So I've felt increasingly male the past few days and somehow today I brought it up at home with my family. I said something to the effect of, "I'm a guy sometimes," and my family had a lot of fun with it. I was jokingly called 'brother' and even 'son' this made me so freaking happy. I want to be called these things, even if it was a joke to my family it made me happy. I'm starting to wonder if maybe I'm not meant to be male because I prefer being called things like brother, son, he and young man. I like picturing myself flat chested, muscled and male. I can't see myself in the future because I just don't know what's going on with me. The fantasy when I'm male, tt makes me happy. Even when I am fairly happy being female I just feel so...vulnerable. I don't know it might be a passing phase but right now I'm being far more comfortable being a guy then a girl. I just don't know right now.

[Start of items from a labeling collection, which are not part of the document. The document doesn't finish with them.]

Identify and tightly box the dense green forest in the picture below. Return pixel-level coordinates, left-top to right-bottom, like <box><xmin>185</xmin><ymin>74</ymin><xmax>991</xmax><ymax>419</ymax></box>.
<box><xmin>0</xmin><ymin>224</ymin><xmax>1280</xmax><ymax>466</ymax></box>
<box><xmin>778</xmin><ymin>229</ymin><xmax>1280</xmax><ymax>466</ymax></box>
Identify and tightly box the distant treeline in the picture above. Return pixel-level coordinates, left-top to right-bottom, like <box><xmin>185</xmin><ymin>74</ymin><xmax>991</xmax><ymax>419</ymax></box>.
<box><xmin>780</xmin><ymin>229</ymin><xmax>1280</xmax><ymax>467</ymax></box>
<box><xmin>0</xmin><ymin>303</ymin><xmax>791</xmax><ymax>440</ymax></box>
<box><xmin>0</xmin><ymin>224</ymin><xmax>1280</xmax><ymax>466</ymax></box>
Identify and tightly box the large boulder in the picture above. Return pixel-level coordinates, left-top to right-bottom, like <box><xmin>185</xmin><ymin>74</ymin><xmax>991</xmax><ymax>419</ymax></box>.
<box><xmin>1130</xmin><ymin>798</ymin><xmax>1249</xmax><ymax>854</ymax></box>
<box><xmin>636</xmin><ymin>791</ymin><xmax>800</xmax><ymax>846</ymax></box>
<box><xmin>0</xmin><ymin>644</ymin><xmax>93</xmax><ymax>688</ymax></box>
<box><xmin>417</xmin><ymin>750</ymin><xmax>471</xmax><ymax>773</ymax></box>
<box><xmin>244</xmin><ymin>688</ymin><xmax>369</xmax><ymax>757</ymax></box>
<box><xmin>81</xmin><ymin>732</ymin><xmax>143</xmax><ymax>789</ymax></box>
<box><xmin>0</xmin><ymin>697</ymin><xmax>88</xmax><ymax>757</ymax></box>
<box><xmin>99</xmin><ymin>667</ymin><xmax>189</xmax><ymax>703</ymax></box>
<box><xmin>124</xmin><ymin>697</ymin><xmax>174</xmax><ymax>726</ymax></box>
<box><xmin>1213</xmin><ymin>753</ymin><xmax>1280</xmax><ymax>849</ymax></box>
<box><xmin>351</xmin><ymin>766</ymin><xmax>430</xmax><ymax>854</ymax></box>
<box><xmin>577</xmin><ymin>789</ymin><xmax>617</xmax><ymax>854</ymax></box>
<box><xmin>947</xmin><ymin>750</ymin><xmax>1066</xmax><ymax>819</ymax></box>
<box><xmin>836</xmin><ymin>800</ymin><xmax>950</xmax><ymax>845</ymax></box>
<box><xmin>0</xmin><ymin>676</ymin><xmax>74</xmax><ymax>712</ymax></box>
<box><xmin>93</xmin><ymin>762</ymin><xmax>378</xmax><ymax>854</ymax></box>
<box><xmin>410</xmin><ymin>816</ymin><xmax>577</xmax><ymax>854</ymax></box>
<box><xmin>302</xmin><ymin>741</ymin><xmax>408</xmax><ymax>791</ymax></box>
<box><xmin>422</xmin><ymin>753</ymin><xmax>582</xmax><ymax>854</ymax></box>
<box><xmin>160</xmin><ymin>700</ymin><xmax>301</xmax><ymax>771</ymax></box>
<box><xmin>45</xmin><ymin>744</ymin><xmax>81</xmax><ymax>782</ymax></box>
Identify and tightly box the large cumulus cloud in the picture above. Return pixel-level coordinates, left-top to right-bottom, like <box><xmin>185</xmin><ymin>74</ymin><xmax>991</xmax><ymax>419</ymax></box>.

it is very possible that you could be trans, but take time to explore it in depth with yourself before you make any hasty decisions, but no matter what happens, you are still you, no matter what people say, just be true to you
Aye, I know it can be hard sometimes, but don't give up, don't jump to conclusions and take your time to investigate your feelings. Maybe let it sink in for a while. If something cannot let me go, not even after a long time, that's for me often a sign that it REALLY matters. (I'm someone who very quickly gets an obsession or interest in something, but when I don't really care it drops back to zero pretty quickly) Good luck bro! *hug* You're not alone, remember that!